Implementation Notes

The proof applies the Schwarz lemma to the transformed function fun z ↦ f z / (2 * M - f z), which maps the ball |z| < R into the unit disk provided that (f z).re < M for all |z| < R. After obtaining bounds on w, we invert the transformation to recover bounds on f.

Tags

complex analysis, Borel, Carathéodory, analytic function, growth bound

theorem Complex.borelCaratheodory_zero {f : ℂ → ℂ} {M R : ℝ} {z : ℂ} (hM : 0 < M) (hf : DifferentiableOn ℂ f (Metric.ball 0 R)) (hf₁ : Set.MapsTo f (Metric.ball 0 R) {z : ℂ | z.re < M}) (hR : 0 < R) (hz : z ∈ Metric.ball 0 R) (hf₂ : f 0 = 0) : ‖f z‖ ≤ 2 * M * ‖z‖ / (R - ‖z‖)

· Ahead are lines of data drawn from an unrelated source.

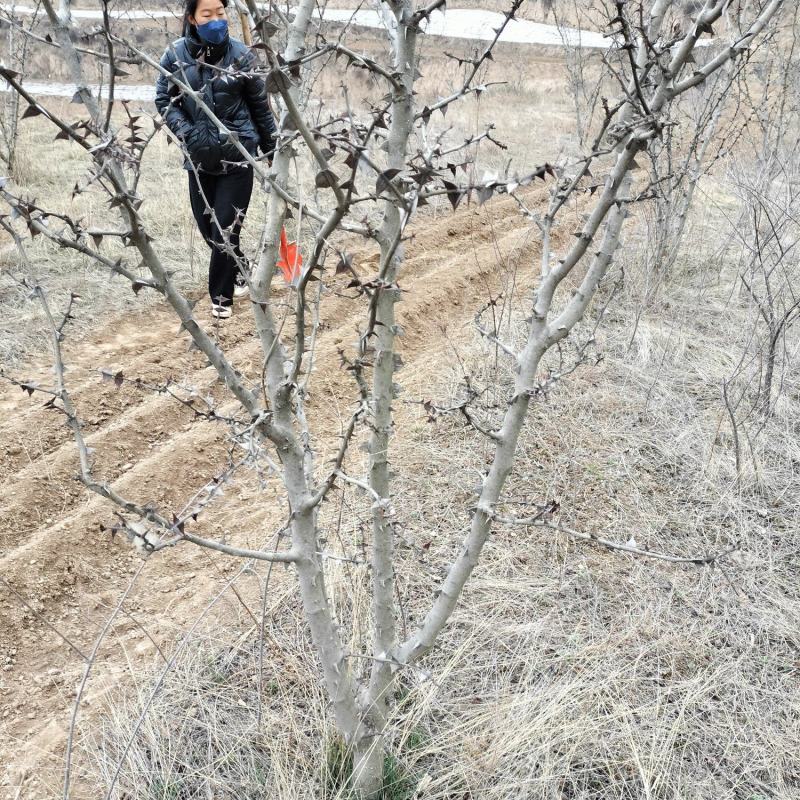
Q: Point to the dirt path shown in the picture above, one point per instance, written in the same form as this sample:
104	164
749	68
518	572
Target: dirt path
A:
52	551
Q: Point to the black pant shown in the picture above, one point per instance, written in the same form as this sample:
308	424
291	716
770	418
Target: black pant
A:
228	195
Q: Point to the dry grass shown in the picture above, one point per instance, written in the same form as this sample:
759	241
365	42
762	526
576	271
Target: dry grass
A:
567	671
49	169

Borel-Carathéodory theorem for functions vanishing at the origin.

If f is analytic on the open ball ‖z‖ < R, satisfies (f z).re < M for all such z, and f 0 = 0, then ‖f z‖ ≤ 2 * M * ‖z‖ / (R - ‖z‖) for all ‖z‖ < R.

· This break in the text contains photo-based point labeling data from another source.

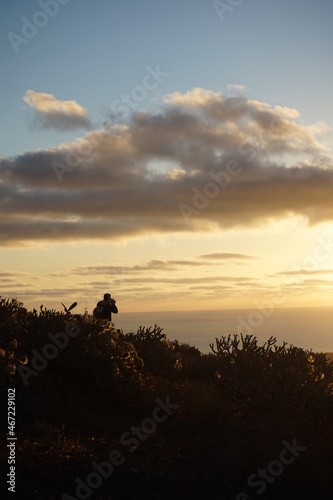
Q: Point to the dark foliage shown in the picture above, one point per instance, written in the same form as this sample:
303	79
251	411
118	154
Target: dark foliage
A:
236	406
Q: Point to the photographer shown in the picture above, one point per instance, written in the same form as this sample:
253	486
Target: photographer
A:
105	308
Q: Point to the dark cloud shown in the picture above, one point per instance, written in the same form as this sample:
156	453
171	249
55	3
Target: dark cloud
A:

theorem Complex.borelCaratheodory {f : ℂ → ℂ} {M R : ℝ} {z : ℂ} (hM : 0 < M) (hf : DifferentiableOn ℂ f (Metric.ball 0 R)) (hf₁ : Set.MapsTo f (Metric.ball 0 R) {z : ℂ | z.re < M}) (hR : 0 < R) (hz : z ∈ Metric.ball 0 R) : ‖f z‖ ≤ 2 * M * ‖z‖ / (R - ‖z‖) + ‖f 0‖ * (R + ‖z‖) / (R - ‖z‖)

Borel-Carathéodory theorem.

If f is analytic on the open ball ‖z‖ < R and satisfies (f z).re < M for all such z, then ‖f z‖ ≤ 2 * M * ‖z‖ / (R - ‖z‖) + ‖f 0‖ * (R + ‖z‖) / (R - ‖z‖) for all ‖z‖ < R.